In the placenta, f represents the moving blood volume fraction compared with the total voxel volume and D* represents the blood movement in the intervillous spaces and the fetal capillaries [26]. In patients with PAS disorders, Uterine scars from previous CDs caused the local decidual deficit and the increasing number of partially or non-remodeled spiral arteries with abnormal EVT invasion into radial and arcuate arteries deep within the myometrium. It resulted in a hypervascular placental bed and massive blood loss when the invasive placenta detached [37, 38]. So the perfusion fraction increased in the accreta lesions and finally involved the whole placenta in patients with PAS disorders. Maternal blood flows slowly through the large pools of IVS, bathing the fetal villi and enabling oxygen exchange between mothers and fetuses.
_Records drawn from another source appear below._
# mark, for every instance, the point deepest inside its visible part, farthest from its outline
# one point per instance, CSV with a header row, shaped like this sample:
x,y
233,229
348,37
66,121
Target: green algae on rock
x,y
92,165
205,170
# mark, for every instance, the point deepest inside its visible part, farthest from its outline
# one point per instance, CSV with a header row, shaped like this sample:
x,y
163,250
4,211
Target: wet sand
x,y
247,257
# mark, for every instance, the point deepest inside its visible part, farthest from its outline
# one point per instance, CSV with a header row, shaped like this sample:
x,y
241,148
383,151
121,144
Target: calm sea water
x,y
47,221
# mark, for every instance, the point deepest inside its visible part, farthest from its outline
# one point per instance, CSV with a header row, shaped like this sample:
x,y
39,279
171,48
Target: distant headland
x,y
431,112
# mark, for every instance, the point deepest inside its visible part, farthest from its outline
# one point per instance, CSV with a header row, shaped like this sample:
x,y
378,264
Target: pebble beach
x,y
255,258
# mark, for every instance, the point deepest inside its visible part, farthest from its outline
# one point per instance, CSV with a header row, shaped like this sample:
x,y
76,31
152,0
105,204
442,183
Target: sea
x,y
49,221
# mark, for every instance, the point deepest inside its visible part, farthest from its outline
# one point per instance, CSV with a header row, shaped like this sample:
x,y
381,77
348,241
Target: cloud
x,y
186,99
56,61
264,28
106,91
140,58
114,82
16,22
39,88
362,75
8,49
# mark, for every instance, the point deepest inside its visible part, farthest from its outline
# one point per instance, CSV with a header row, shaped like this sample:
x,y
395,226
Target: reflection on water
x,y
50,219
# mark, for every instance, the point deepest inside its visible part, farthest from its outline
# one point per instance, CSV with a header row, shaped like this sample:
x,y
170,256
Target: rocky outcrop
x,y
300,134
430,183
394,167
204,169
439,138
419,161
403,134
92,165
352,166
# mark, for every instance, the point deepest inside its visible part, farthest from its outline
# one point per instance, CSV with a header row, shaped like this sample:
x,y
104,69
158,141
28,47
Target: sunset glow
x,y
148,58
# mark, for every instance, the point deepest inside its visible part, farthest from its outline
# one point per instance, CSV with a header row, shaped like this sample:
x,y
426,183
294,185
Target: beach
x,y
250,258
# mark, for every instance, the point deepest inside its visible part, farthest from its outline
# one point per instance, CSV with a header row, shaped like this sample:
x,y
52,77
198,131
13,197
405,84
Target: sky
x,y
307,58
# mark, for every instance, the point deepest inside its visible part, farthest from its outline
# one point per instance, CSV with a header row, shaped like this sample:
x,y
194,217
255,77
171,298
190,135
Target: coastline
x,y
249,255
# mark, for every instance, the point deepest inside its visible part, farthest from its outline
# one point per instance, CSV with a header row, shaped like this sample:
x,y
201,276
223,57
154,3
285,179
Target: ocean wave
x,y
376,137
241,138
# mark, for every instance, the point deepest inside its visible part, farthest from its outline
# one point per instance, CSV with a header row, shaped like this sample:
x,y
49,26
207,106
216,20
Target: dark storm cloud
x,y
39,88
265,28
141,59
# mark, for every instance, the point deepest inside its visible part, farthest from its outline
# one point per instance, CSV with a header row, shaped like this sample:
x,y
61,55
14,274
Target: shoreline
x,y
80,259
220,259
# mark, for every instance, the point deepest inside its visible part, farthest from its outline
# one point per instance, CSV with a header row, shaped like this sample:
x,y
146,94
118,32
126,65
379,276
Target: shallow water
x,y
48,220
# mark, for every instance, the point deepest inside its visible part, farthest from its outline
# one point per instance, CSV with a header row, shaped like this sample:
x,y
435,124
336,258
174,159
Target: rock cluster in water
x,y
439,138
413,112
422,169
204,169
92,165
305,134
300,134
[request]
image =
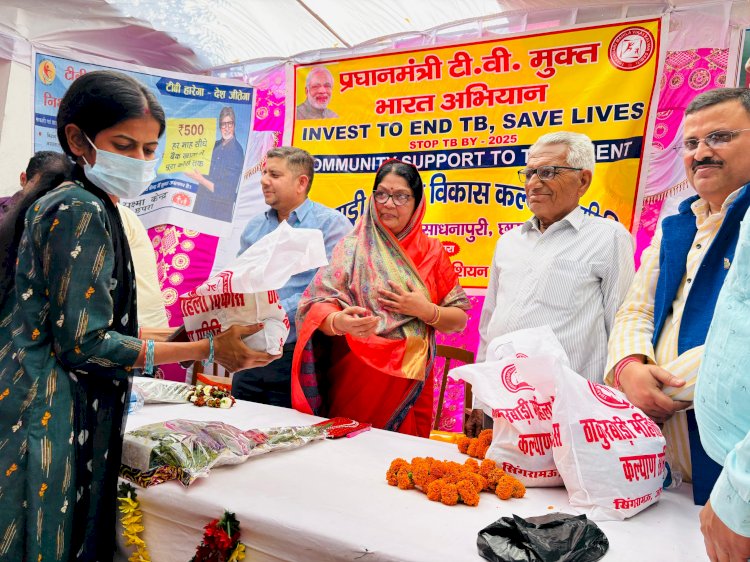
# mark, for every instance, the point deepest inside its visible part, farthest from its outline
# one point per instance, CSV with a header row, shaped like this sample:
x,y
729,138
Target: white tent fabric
x,y
194,35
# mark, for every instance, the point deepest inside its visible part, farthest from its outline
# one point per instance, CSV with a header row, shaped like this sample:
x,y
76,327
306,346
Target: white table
x,y
329,501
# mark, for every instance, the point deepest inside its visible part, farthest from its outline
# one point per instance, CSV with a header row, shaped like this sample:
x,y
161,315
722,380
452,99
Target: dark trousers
x,y
271,384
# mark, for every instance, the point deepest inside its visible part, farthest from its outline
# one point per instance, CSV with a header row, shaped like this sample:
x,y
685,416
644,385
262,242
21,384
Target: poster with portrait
x,y
466,114
203,150
743,68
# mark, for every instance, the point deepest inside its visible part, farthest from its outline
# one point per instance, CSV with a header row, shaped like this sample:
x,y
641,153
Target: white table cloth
x,y
329,501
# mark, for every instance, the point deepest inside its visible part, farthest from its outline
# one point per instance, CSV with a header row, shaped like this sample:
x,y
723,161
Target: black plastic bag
x,y
555,537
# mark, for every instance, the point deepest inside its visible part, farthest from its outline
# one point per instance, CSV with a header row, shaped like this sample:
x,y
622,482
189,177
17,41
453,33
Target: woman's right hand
x,y
355,321
233,354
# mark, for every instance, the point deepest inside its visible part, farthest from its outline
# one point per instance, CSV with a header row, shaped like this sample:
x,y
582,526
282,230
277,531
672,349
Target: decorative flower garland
x,y
211,396
132,522
475,447
220,543
450,482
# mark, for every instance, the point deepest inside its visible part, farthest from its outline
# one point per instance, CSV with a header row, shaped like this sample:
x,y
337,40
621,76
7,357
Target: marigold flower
x,y
420,473
471,465
479,482
494,477
404,479
487,466
463,444
438,469
481,450
504,489
485,437
392,475
467,492
434,489
449,494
The elevated D* mean values reflected the increased blood movement in the IVS and the fetal capillaries in the accreta lesions.

DKI has been increasingly implemented for providing more precise information on tissue cellularity and heterogeneity than conventional DWI. Because the former can quantify the non-Gaussian behavior of water diffusion, which is believed to reveal more genuine water molecular movement and distribution in biological tissues. MD is a corrected ADC value for the non-Gaussian diffusion and a diffusion-related coefficient. MD is correlated with tissue cellularity, showing a similar change to D in this study as MD mean values are significantly higher in accreta lesions. MK from DKI reflects the complexity or heterogeneity of the tissue. Thus the more significantly higher MK mean and MK max values represent more heterogeneous and irregular tissue components in normal placentas.

This study took the lead in combining two promising functional DWI models, DKI, and IVIM with conventional DWI models to characterize placental heterogeneity, cellularity, and microvascular perfusion at the same time and to distinguish PAS disorders. In this study, the accreta lesions were hyperperfused with increased blood movement in the IVS and the fetal capillaries but with deceased cellularity and heterogeneity compared with normal placentas. These changes were prominent enough to involve the whole placenta but were more profound in the accreta lesions.

This study had some limitations. First, this study is retrospective with a small sample size, with the selection bias inevitable. Second, It was impossible to obtain breath-hold imaging from pregnant women, so the free-breathing protocol in this study was utilized. The good reproducibility of results confirmed the reliability of the measurements. Third, this study utilized 1600 s/mm2 as the maximum b value, which is smaller than the recommended 2000 s/mm2 for the rectal, renal, and hepatic lesions [29, 30, 39]. In this study, 11 b values ranging 0–1600 s/mm2 in 3 orthogonal directions were adopted in the DKI sequence. It was feasible to use this DKI model in placental imaging because the DKI protocol in this study showed satisfactory overall imaging quality to the perfect intra- and inter-observer agreements.

In conclusion, placental function in PAS disorders changed miscellaneously, involving diffusion, perfusion, and heterogeneity of the placenta. Abnormal decidualization and subsequent villous infiltration in the myometrium resulted in the deceased cellularity and heterogeneity in the accreta lesions in adjunction with the increased relative amount of blood flowing through the vascular bed. Therefore, it is worthwhile and necessary to combine different DWI parameters in the comprehensive evaluation and accurate diagnosis of PAS disorders. Secondly, PAS disorders can be differentiated with the combined use of D mean and D max.